Although our deep learning-based object detection model has demonstrated its ability to detect objects accurately, the computational requirements and real-time performance capabilities vary depending on the actual number of steps and other hyperparameter settings.
In addition, the results of the detection score are subject to ambient lighting and noise, which may vary significantly if the workplace is located in a poorly illuminated area or dusty area such as logistics and a warehouse. This is due to the fact that dust will obstruct the camera sensor, making it impossible for the model to accurately detect the features of the objects.
Our smart and lean pick-and-place robot can be deployed in agriculture and used to identify ripe fruit for harvesting. However, the colour characteristics of fruits change greatly under different lighting conditions and different growth stages. The shape characteristics are also impacted by different shooting angles of the camera. Therefore, the method of detecting fruits based on colour and shape features has certain limitations.

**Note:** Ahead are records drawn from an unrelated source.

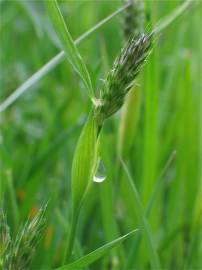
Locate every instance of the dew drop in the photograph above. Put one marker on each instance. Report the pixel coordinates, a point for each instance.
(100, 174)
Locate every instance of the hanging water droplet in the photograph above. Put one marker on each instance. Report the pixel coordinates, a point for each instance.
(100, 174)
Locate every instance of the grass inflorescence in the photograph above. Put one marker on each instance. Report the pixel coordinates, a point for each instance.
(127, 213)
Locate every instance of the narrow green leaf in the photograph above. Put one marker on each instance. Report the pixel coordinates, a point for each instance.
(96, 254)
(139, 212)
(72, 53)
(84, 161)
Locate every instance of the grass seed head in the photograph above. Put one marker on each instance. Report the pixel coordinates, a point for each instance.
(21, 250)
(133, 19)
(121, 77)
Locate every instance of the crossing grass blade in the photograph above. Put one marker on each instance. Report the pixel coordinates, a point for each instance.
(139, 211)
(96, 254)
(72, 53)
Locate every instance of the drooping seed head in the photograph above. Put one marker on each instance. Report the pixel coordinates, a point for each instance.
(23, 247)
(121, 77)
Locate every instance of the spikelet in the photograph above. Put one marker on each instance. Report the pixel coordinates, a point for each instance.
(121, 77)
(133, 19)
(133, 23)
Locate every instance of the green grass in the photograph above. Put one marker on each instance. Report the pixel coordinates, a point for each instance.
(40, 130)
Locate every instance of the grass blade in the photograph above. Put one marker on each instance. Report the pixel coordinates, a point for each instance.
(72, 53)
(57, 59)
(96, 254)
(51, 64)
(139, 210)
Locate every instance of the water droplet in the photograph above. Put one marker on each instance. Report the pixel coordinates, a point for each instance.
(100, 174)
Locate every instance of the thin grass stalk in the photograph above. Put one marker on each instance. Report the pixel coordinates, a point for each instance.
(51, 64)
(139, 211)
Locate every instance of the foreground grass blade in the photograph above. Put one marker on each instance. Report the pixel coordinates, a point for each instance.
(51, 64)
(96, 254)
(72, 53)
(139, 211)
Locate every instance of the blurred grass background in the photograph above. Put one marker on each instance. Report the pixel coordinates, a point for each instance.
(39, 133)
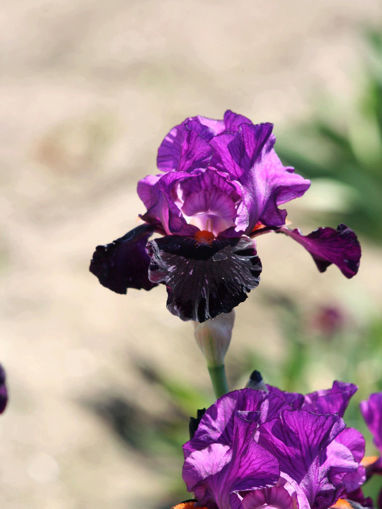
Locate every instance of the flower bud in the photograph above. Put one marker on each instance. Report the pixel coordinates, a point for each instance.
(214, 336)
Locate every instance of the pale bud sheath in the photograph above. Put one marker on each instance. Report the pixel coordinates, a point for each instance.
(214, 336)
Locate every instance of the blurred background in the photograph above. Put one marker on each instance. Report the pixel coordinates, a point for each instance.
(101, 385)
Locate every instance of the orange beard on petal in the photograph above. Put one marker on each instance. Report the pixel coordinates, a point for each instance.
(368, 460)
(341, 504)
(204, 237)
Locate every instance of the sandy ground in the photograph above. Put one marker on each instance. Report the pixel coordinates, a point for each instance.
(87, 91)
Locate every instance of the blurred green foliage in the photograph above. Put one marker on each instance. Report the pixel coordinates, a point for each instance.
(342, 144)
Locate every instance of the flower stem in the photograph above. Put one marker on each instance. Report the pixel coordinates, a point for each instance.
(218, 379)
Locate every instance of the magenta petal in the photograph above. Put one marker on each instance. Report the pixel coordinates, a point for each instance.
(299, 441)
(185, 147)
(328, 246)
(273, 185)
(156, 192)
(3, 390)
(372, 413)
(219, 470)
(233, 121)
(330, 401)
(248, 156)
(217, 423)
(343, 459)
(204, 280)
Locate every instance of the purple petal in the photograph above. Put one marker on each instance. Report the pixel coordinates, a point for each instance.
(214, 473)
(248, 155)
(328, 246)
(343, 461)
(157, 193)
(330, 401)
(238, 151)
(124, 262)
(372, 413)
(211, 202)
(3, 390)
(217, 423)
(233, 121)
(276, 497)
(299, 441)
(204, 280)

Furthermore, we should take note of the robot approach distance depending on the type of robot. For example, Universal Robot 3 has the arm reach of 50 cm and if the approach distance from the arm to the table base is bigger than 50 cm, the robot arm is not long enough to reach the objects. This would also affect the detection scores as our control algorithm utilizes high and consistent detection scores to establish the location of the workpiece and control the arm movement.
Our application can be extended to an edge computing environment as the Raspberry Pi is a low-power and low-computation computer that is close to a sensor. The smart-and-lean robot solution can be used for multi-object tracking for city surveillance in an edge computing environment with a flying robot or drone. In addition, our application can be used by a domestic autonomous robot as an IoT edge signal processing sensor, monitoring the condition of patients in a healthcare facility.
7. Conclusions
We presented a systematic method to determine the optimum aspect ratio and showed that an aspect ratio of 416 × 416 has higher mAP for both 5000 and 10,000 steps. By increasing the RGB saturation level of the images, we gain a 7% increase in mean Average Precision (mAP) when compared to the control group and a 20% increase in mAP when compared to the COCO2017 validation dataset of 22.2%. We showed that Learning Rate 0.08 with Edge TPU Standard provided a high detection score of 97%, as compared to Learning Rate 0.16 with Edge TPU Max. By combining the enhancement level and variation of distance, we proved that the optimum approach distance of 45 cm was able to obtain the maximum detection scores. The results are validated by comparing the performance with other SOTA embedded controllers—EfficientDet-Lite0 and Mobilenet-SSD.
Furthermore, our mAP for SSD Mobilenet V2 is 46.63%, whereas the mAPs of previous studies such as Narkhede et al. [
10] and Islam et al. [
32] are 45% and 23.4%, respectively. This demonstrates how our research has led to improved object detectors.
In the future, we plan to continue to develop a machine learning model with practical data preparation for embedded devices. Our goal is to further improve the inference time and Average Precision so that it can be used in applications such as the tightening of bolts and holes and the alignment of shipping containers. The use of machine learning models for pick-and-place applications on Raspberry Pi using SSD MobileNet V2 FPN320-Lite is relatively new and will provide useful insights toward developing vision systems that can perform reliably on real-world images.